En réaction aux révélations d’Olfa Riahi, l’avocat Fathi Laayouni, proche d’Ennahdha, a décidé le 31 décembre d’intenter une nouvelle action en justice contre la journaliste. Le même avocat a déjà déposé quelques jours plus tôt une plainte contre la même personne pour atteinte à l’image du ministre des Affaires étrangères et des institutions de l’État en diffusant de fausses informations.

De son côté, la blogueuse lance le même jour un ultimatum au gouvernement le sommant d’ouvrir des enquêtes sur l’utilisation de l’argent public par le Rafik Abdessalem et sur les sommes versées par la Chine directement sur le compte du ministère des Affaires étrangères. Si aucune procédure n’est lancée d’ici au 7 janvier, elle menace de saisir les tribunaux dans cette affaire à titre personnel et promet de nouvelles révélations.
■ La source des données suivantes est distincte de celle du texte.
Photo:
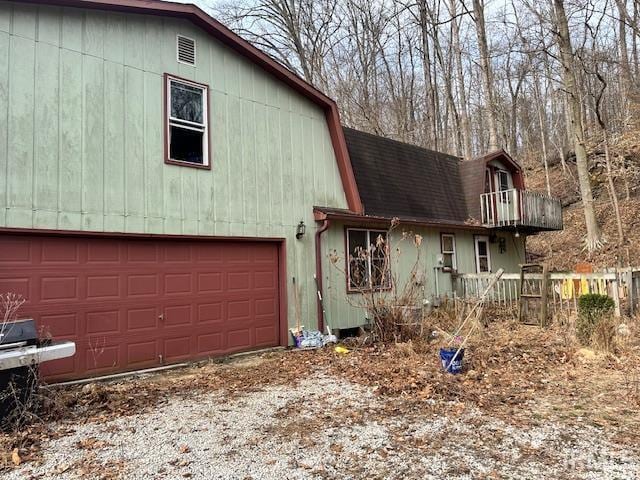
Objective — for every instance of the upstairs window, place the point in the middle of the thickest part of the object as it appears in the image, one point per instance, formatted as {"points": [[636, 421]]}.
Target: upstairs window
{"points": [[187, 123], [448, 249], [503, 180], [503, 185], [367, 261]]}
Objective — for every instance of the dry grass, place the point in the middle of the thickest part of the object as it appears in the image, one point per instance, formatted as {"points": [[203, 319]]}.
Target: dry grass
{"points": [[522, 374]]}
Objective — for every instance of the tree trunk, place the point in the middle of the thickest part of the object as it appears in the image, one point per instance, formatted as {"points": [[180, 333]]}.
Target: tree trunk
{"points": [[594, 235], [487, 78], [624, 54], [462, 94], [543, 130]]}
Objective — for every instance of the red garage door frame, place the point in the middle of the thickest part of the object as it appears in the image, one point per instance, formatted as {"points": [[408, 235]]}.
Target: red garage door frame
{"points": [[280, 242]]}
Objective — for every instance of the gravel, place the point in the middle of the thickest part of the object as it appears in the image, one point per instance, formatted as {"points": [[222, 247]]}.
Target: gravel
{"points": [[324, 427]]}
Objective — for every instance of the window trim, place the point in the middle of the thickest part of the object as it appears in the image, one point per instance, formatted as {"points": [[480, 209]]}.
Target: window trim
{"points": [[454, 260], [166, 100], [370, 287], [506, 174], [476, 253]]}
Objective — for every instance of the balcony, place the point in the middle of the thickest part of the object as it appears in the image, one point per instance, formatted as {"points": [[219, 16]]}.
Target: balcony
{"points": [[520, 210]]}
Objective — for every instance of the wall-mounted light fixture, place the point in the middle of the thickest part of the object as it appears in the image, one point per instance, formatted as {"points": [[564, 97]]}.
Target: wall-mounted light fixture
{"points": [[300, 230]]}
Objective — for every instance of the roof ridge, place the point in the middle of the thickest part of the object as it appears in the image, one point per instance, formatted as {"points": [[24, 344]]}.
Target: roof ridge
{"points": [[399, 142]]}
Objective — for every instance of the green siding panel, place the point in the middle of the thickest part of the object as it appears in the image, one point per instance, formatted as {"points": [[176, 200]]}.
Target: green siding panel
{"points": [[345, 309], [87, 136]]}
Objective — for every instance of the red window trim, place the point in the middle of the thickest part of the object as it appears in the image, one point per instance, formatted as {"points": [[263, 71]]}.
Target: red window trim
{"points": [[455, 253], [167, 159], [351, 290]]}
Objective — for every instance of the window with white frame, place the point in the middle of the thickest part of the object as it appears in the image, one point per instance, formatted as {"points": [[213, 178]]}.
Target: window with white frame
{"points": [[448, 249], [187, 122], [367, 259], [503, 185]]}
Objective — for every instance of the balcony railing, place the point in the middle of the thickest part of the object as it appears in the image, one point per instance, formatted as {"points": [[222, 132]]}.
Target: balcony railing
{"points": [[520, 208]]}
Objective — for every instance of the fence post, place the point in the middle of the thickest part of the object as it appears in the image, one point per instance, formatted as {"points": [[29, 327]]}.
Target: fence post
{"points": [[616, 295], [630, 291]]}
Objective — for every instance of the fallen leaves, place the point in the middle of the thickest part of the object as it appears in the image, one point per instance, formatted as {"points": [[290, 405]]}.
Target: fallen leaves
{"points": [[15, 457]]}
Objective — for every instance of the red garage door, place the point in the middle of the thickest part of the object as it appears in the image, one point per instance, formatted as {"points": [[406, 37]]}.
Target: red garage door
{"points": [[130, 303]]}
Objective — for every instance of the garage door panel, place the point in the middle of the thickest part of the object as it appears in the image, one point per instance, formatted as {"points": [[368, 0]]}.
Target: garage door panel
{"points": [[142, 353], [130, 303], [102, 358], [177, 254], [177, 348], [17, 285], [16, 252], [63, 325], [142, 252], [239, 338], [142, 319], [104, 322], [101, 287], [239, 281], [63, 368], [56, 289], [210, 313], [210, 343], [210, 253], [210, 282], [266, 335], [265, 279], [177, 283], [58, 251], [142, 285], [103, 252]]}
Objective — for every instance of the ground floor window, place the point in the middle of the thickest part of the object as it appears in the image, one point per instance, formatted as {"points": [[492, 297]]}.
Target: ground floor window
{"points": [[483, 256], [448, 250], [367, 259]]}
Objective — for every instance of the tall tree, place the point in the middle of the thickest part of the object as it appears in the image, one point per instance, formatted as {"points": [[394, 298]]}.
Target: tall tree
{"points": [[487, 77], [569, 69]]}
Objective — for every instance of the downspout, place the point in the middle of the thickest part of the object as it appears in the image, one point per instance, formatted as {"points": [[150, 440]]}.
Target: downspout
{"points": [[325, 226]]}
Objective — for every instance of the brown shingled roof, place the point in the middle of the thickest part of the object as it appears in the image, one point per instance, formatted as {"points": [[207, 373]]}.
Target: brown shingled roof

Les évènements s’accélèrent mercredi

Mercredi, c’est au tour d’un collectif de 25 avocats d’annoncer par la voix de Me Cherfeddine Kellil qu’il déposera une plainte dans les prochains jours contre le ministre des Affaires étrangères Rafik Abdessalem. Les juristes invoquent comme motif l’article 96 du Code pénal qui punit notamment de 10 ans de prison tout fonctionnaire bénéficiant d’avantages injustifiés grâce à sa position. L’avocat explique que cette plainte est motivée par les soupçons d’abus de bien public par le ministre et surtout par l’inertie du ministère public « sous l’emprise du ministre de la Justice ».

Ces propos semblent avoir reçu un écho puisque Fadhel Saïhi, conseiller du ministre de la Justice, a annoncé dans la foulée à l’AFP que le parquet a ordonné une enquête pour vérifier les accusations contre le ministre des Affaires étrangères suite aux révélations qui ont été faites sur son compte.

Enfin, le soir même sur Hannibal TV, Olfa Riahi fait savoir qu’elle entend se défendre devant les tribunaux contre la diffamation dont elle est l’objet en attaquant notamment les avocats Fethi Laayouni et Raja Haj Mansour, ainsi que toute personne ayant répandu les rumeurs selon laquelle la blogueuse est sous le coup d’un mandat d’arrêt, appartient au RCD et est un agent de puissances étrangères. Enfin, elle annonce qu’elle portera plainte contre le leader d’Ennahdha, Rached Ghannouchi, qui accuse la jeune femme dans le journal Al-Sarih de travailler pour Kamel Eltaief.